I love this blog post by Linda Rodriguez over at the Writers Who Kill blog about the importance of tapping into our history as writers and, I've interpreted, telling the readers about our characters' histories and the culture(s) within which the story exists. Here's the money quote from Linda's post:
"Everyone comes from somewhere. Perhaps from an urban slum, perhaps from a pristine upscale suburb, perhaps from an up-and-down series of foster homes, perhaps from great wealth or poverty or anything in between. Everyone comes from some place, some culture, some family. Somewhere where people talk and think a certain way and hold certain expectations. Too many otherwise good manuscripts, however, exist in limbo, in a cultural vacuum."
I could not agree more and it's worth reading the entire post here.

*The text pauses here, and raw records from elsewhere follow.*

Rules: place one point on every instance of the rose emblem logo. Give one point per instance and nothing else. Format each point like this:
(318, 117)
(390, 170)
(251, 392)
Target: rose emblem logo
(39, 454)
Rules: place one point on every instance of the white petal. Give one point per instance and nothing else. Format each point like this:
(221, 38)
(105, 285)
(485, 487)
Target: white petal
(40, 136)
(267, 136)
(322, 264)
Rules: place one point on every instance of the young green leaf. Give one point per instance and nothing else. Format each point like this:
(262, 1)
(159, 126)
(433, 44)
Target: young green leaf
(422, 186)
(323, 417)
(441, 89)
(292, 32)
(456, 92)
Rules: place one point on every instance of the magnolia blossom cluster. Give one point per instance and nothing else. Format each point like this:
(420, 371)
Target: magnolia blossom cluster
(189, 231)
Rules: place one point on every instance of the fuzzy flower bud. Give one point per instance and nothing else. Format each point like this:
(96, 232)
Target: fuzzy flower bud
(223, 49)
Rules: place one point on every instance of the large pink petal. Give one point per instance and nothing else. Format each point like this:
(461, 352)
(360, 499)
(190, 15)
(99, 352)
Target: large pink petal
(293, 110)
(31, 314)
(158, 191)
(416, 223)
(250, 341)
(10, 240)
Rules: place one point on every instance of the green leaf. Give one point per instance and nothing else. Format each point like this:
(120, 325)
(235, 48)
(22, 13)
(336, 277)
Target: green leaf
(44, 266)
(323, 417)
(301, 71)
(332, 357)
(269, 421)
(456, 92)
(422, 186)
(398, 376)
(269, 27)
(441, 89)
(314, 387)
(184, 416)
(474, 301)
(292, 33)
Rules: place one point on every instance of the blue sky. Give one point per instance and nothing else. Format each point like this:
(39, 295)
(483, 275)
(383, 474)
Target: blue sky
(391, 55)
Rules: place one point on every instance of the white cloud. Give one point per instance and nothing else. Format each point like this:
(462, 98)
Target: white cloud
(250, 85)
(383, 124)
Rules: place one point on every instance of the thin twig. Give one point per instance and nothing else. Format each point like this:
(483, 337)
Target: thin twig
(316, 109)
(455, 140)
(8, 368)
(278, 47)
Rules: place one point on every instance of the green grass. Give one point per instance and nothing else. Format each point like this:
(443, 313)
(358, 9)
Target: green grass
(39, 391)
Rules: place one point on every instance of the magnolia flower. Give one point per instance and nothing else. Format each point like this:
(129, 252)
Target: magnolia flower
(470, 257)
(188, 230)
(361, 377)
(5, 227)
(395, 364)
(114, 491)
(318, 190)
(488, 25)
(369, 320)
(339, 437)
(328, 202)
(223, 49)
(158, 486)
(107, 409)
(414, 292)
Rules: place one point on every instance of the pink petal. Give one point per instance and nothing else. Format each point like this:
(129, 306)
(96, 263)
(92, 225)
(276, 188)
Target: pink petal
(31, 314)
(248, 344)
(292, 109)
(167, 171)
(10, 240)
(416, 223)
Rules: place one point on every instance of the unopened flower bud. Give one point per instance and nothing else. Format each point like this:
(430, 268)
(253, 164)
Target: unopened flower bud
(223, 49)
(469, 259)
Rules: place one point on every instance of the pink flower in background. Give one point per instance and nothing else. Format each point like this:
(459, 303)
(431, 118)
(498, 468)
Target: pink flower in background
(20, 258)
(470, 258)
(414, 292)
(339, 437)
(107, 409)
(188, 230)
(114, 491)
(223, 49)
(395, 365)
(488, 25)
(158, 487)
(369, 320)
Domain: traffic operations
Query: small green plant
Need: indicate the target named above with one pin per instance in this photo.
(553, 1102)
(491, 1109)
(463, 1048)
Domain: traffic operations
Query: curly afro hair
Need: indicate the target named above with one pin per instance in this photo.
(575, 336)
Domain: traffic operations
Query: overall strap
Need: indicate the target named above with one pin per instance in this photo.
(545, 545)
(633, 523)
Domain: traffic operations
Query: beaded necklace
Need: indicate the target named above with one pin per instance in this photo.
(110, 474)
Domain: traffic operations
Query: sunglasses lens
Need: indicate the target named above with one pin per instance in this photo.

If I'm honest, this is a weakness for me. Perhaps because I don't have a strong grasp of my own history and culture. I was born in Canada and that's where my extended family still lives. But I moved with my parents and siblings to Florida when I was five years old. I've not met most of my cousins and I don't remember much about those who I did know. I don't feel connected to my hometown. Sure, even that history informs my writing, and I certainly could have done more to learn about and get connected to my roots.
But this is not an excuse, and I'll work on tapping into where I come from and adding the depth of character and culture good stories need in my next project.